Thanks to a whole bunch of feedback on our Python alpha, over the last 6 months Raphtory has been through its second full make over with a total rewrite of the core engine in Rust! There are WAY too many changes to list here, but below you can see a couple of highlights.

If you would like to give this new version a go, you can check out the [docs](https://docs.raphtory.com/en/v0.3.1/) as well as our [examples](https://github.com/Pometry/Raphtory/tree/master/examples) - available in both Python and Rust. Good places to start are the Jupyter notebooks for the [Reddit](https://github.com/Pometry/Raphtory/blob/master/examples/py/reddit/demo.ipynb) snap dataset and [Enron](https://github.com/Pometry/Raphtory/blob/master/examples/py/enron/enron.ipynb) emails.

Highlights 🏆

Revamped API
The first thing you will notice about the new Raphtory is that the API is A LOT more friendly.

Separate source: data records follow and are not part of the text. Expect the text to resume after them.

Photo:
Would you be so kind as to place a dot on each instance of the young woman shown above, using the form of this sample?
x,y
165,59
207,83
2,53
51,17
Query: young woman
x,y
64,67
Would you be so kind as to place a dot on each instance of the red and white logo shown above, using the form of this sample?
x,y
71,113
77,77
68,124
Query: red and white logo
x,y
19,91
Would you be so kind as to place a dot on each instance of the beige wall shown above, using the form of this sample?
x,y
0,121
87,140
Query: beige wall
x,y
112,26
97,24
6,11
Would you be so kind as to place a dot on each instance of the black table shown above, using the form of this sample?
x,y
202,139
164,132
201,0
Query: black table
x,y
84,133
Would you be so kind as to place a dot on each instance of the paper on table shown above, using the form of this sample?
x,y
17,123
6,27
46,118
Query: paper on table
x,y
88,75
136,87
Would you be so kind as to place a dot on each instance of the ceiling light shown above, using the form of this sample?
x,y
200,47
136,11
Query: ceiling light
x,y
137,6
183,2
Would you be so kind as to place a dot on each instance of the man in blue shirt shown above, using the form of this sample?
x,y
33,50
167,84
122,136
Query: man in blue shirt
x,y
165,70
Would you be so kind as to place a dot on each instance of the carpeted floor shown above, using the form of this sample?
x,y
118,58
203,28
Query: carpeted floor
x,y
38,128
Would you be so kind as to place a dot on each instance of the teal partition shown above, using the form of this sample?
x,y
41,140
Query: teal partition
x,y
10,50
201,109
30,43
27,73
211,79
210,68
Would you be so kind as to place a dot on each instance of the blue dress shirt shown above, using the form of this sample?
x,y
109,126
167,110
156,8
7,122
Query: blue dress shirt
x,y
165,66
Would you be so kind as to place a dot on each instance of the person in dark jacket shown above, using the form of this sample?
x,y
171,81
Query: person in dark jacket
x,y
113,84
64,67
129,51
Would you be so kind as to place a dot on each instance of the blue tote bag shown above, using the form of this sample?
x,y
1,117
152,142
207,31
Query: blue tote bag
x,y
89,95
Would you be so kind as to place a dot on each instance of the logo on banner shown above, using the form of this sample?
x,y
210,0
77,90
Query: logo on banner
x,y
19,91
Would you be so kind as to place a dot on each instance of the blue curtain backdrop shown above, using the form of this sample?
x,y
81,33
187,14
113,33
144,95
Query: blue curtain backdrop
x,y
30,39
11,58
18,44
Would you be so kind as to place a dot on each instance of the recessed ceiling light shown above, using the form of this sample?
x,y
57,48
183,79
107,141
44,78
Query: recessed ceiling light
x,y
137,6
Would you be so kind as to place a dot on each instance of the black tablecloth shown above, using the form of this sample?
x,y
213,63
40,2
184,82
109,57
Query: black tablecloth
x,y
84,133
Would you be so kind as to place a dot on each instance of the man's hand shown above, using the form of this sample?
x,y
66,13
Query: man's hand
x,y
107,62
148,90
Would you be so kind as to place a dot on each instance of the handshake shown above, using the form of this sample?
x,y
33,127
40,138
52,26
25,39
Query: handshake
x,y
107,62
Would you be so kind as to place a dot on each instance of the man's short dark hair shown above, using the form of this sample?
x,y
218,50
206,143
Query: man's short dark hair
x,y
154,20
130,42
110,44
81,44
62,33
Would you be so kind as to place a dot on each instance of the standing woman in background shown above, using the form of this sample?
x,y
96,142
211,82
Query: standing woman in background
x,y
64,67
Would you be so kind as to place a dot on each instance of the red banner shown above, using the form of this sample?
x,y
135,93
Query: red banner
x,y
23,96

The example notebooks above show this off nicely, but as a snippet this is how you could grab Gandalf from our Lord of the Rings Graph and plot his degree every 1000 time increments:

python
timestamps = []
degree = []
for gandalf in g.vertex("Gandalf").rolling(window=1000):
timestamps.append(gandalf.latest_time())
degree.append(gandalf.degree())

sns.set_context()
ax = plt.gca()
plt.xticks(rotation=45)
ax.set_xlabel("Time")
ax.set_ylabel("Interactions")
sns.lineplot(x = timestamps, y = degree,ax=ax)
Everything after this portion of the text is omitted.